Authors

  1. Simpson, Kathleen Rice PhD, RNC, FAAN

Article Content

Consider these recent cases of women who were sent home after an obstetrical triage evaluation, none of whom were actually stable for discharge. A nulliparous woman at term presented with contractions q 10 minutes lasting 50 seconds and a normal fetal heart rate (FHR) pattern. After 2 hours, contractions were q 6 minutes, lasting 70 seconds, the FHR pattern was normal, and there was no cervical change. The nurse told the patient to come back when contractions were q 5 minutes and her pain was worse. The woman was reluctant to leave as she lived 40 minutes away. The nurse also told the patient that she had seen many other women this evening complaining of false labor and this was likely the result of a change in barometric pressure due to a "storm system coming through" rather than "true" labor. A telephone order for discharge was obtained from the physician. As the woman and her husband were driving home (in the middle of a thunderstorm), she felt intense pelvic pressure, her husband pulled to the roadside and the baby was born. The woman and baby returned to the hospital via ambulance.

 

A woman at 37 weeks with a history of a prior cesarean birth presented with contractions q 8 to 12 minutes and right-sided abdominal pain. The FHR pattern was normal and the cervix was closed. After a 90-minute evaluation, the FHR pattern was normal, contraction frequency was the same, and there was no cervical change; however, the pain continued intermittently. The physician told her what she was feeling was most likely broad ligament pain and it would subside with a warm bath and rest. Zolpidem (Ambien) was prescribed. She returned 2 hours later with unrelenting sharp pain and fetal bradycardia. Emergent cesarean birth revealed uterine rupture.

 

A multiparous woman at 36 weeks presented with contractions q 2 to 3 minutes and decreased fetal movement. The cervix was 1 centimeter and the FHR pattern was normal with no accelerations. Over 3 hours, the FHR pattern remained normal with no accelerations, and contraction frequency was noted to irregular with a "uterine irritability" pattern.

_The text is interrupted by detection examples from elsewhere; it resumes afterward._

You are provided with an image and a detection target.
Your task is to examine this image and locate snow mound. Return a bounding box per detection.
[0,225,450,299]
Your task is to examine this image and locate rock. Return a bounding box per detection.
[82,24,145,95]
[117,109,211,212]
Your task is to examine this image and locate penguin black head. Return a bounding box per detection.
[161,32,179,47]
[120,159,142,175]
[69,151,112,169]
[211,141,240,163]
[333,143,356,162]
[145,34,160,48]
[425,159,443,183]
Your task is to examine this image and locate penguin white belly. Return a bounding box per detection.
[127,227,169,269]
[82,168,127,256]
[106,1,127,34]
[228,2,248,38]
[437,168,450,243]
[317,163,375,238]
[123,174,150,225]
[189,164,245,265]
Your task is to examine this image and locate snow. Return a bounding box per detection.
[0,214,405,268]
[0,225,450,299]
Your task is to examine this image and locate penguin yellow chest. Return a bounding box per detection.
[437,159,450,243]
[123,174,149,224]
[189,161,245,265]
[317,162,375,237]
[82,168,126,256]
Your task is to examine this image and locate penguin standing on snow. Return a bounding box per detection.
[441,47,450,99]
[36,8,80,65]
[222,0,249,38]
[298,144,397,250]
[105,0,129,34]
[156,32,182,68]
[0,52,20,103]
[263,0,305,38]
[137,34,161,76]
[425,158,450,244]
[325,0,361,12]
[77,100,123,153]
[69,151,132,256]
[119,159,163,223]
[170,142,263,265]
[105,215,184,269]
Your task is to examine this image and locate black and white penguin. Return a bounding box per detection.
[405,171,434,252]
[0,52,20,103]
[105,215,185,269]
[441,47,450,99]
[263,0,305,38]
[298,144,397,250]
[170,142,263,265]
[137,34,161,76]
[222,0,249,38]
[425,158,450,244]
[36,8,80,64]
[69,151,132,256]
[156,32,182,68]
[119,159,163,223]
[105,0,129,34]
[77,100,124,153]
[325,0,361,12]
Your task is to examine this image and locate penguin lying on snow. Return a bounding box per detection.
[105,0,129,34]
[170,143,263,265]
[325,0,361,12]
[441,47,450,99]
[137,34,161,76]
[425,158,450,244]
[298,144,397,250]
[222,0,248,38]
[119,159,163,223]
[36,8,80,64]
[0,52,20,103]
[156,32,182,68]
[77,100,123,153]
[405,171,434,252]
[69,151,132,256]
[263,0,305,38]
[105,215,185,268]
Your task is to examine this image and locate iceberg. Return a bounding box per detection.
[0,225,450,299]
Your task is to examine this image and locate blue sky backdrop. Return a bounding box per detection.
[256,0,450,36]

The patient reported "cramping." A resident physician and an experienced labor nurse examined the patient and concluded she was having "Braxton-Hicks" contractions and had a reactive FHR pattern. She was discharged with instructions to lie on her left side and drink plenty of fluids. The woman was admitted 2 hours later with tachycardia, painful contractions q 1 minute lasting 30 second and fetal tachycardia with recurrent late decelerations. A 50% placental abruption was noted during emergent cesarean birth.

 

Many pregnant women present for evaluation prior to their admission for labor and birth. The perinatal nurse plays a key role in obstetrical triage and discharge; in some hospitals nurses conduct medical screening examinations in the absence of direct evaluation by a physician, consistent with federal regulations as per the Emergency Medical Treatment and Labor Act (EMTALA). Mother and baby should be stable for discharge as per EMTALA criteria. A thorough evaluation to rule out labor and potential complications as well as to confirm maternal-fetal well-being is critical prior to discharge (see box).

 

Guidelines for Obstetrical Triage

 

* A pregnant woman presenting to the labor and delivery area should be evaluated in a timely fashion. Initial evaluation should minimally include assessment of maternal vital signs (VS), FHR pattern, and uterine contractions

 

* The responsible perinatal healthcare provider should be informed promptly if any of the following are present or suspected: vaginal bleeding, acute abdominal pain, temperature of >=100.4 [degrees]F, preterm labor, preterm rupture of membranes (PROM), hypertension, and/or an abnormal/indeterminate FHR pattern.

 

* A labor evaluation should include assessment of the following: maternal VS, uterine activity, fetal wellbeing, urinary protein concentration, cervical examination unless contraindicated (e.g., placenta previa, PROM), fetal presentation and station, and membrane status.

 

* Onset of true labor is established by observing progressive cervical change in the context of regular contractions; this may require two or more cervical exams separated by an adequate period to observe change. When false labor or early labor is diagnosed, the woman should be given adequate verbal and written instructions (at appropriate literacy level and in the woman's language if non-English speaking [use interpreter as needed]) regarding when to return to the hospital.

 

* Fetal wellbeing should be determined prior to discharge, ideally by obtaining a reactive nonstress test if appropriate based on gestational age.

 

Note: Adapted from American Academy of Pediatrics (AAP) & American College of Obstetricians and Gynecologists (ACOG), 2007.

 

Reference

 

American Academy of Pediatrics & American College of Obstetricians and Gynecologists. (2007). Guidelines for perinatal care (6th ed.). Elk Grove Village, IL: Author.